Enhanced RT-DETR for Small Object Detection in UAV Imagery

In recent years, the rapid advancement of artificial intelligence and aerial photography technology has propelled unmanned aerial vehicles (UAVs) or drones into widespread application across numerous fields such as disaster response, field monitoring, urban surveillance, and military reconnaissance. Target detection, as a core task within UAV visual perception systems, enables drones to swiftly identify and locate critical objects in complex environments, holding significant importance for the advancement of drone intelligence. Small object detection, a crucial branch of target detection, has garnered increasing attention. Small objects are typically defined as those that are relatively small in an image or video frame, exhibiting low contrast and a lack of detailed features. However, due to the high flight altitude and expansive field of view of UAVs, the captured imagery often presents significant challenges: a high proportion of small objects, complex and varied backgrounds, dense object distributions, and severe occlusions. General-purpose object detection methods often perform poorly on such UAV drone imagery, leading to frequent missed and false detections. This makes small object detection in UAV contexts a key challenge within the current field of computer vision.

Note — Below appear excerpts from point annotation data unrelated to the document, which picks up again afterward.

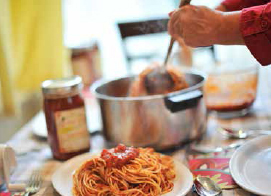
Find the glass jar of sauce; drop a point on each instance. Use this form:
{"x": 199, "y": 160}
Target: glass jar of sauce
{"x": 64, "y": 110}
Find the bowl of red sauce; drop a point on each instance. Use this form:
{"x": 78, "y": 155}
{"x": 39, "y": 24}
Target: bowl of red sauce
{"x": 231, "y": 91}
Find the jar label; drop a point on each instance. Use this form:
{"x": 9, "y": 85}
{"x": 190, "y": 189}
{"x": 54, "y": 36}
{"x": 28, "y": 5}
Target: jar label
{"x": 72, "y": 130}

Traditional object detection methods are generally categorized into two-stage and single-stage algorithms. Two-stage methods, like Faster R-CNN, first generate region proposals and then classify each proposed region, offering high accuracy but often at the cost of speed, making them less suitable for real-time applications. To address this performance bottleneck, single-stage methods such as YOLO and SSD emerged, which unify proposal generation and classification into a single, end-to-end stage, significantly boosting detection speed. Nonetheless, these CNN-based detectors are fundamentally limited by their local receptive fields, struggling to capture long-range contextual dependencies effectively, which can hinder performance in complex scenes.

The recent rise of Transformer-based vision models has introduced a new paradigm. With their self-attention mechanism, Transformers excel at modeling global dependencies, overcoming a key limitation of CNNs. The pioneering DETR framework applied this architecture to object detection, removing the need for hand-crafted components like Non-Maximum Suppression (NMS) and anchor boxes. However, its vanilla global attention mechanism suffers from slow convergence and inefficiency in handling multi-scale objects, particularly small ones. Several variants have been proposed to mitigate these issues. Deformable DETR introduced deformable attention to focus on sparse key points, improving efficiency and small object detection. Swin Transformer proposed a hierarchical architecture with shifted windows to efficiently model at various scales. Building upon these advances, Baidu’s RT-DETR was introduced as a real-time, end-to-end detector that effectively marries the local perceptual strengths of CNN backbones with the global modeling capacity of a Transformer encoder, achieving a favorable balance between accuracy and speed.

Despite RT-DETR’s effective trade-off, its performance in UAV-based small object detection scenarios can still be limited. Primary shortcomings include insufficient extraction of fine-grained details from shallow features, high computational complexity in feature interaction, and inadequate multi-scale fusion that often neglects small objects. These limitations impede the model’s accuracy and robustness when detecting small, densely packed, or occluded targets typical in drone-captured imagery. To address these challenges, this paper proposes an enhanced RT-DETR algorithm tailored for small object detection in UAV images. The main contributions of this work are threefold:

(1) Enhanced Feature Representation for Small Objects: To counter the problem of weak shallow feature extraction, a novel feature enhancement module is designed, integrating detailed shallow perception with high-level semantic information to improve the feature representation of small targets captured by the UAV drone.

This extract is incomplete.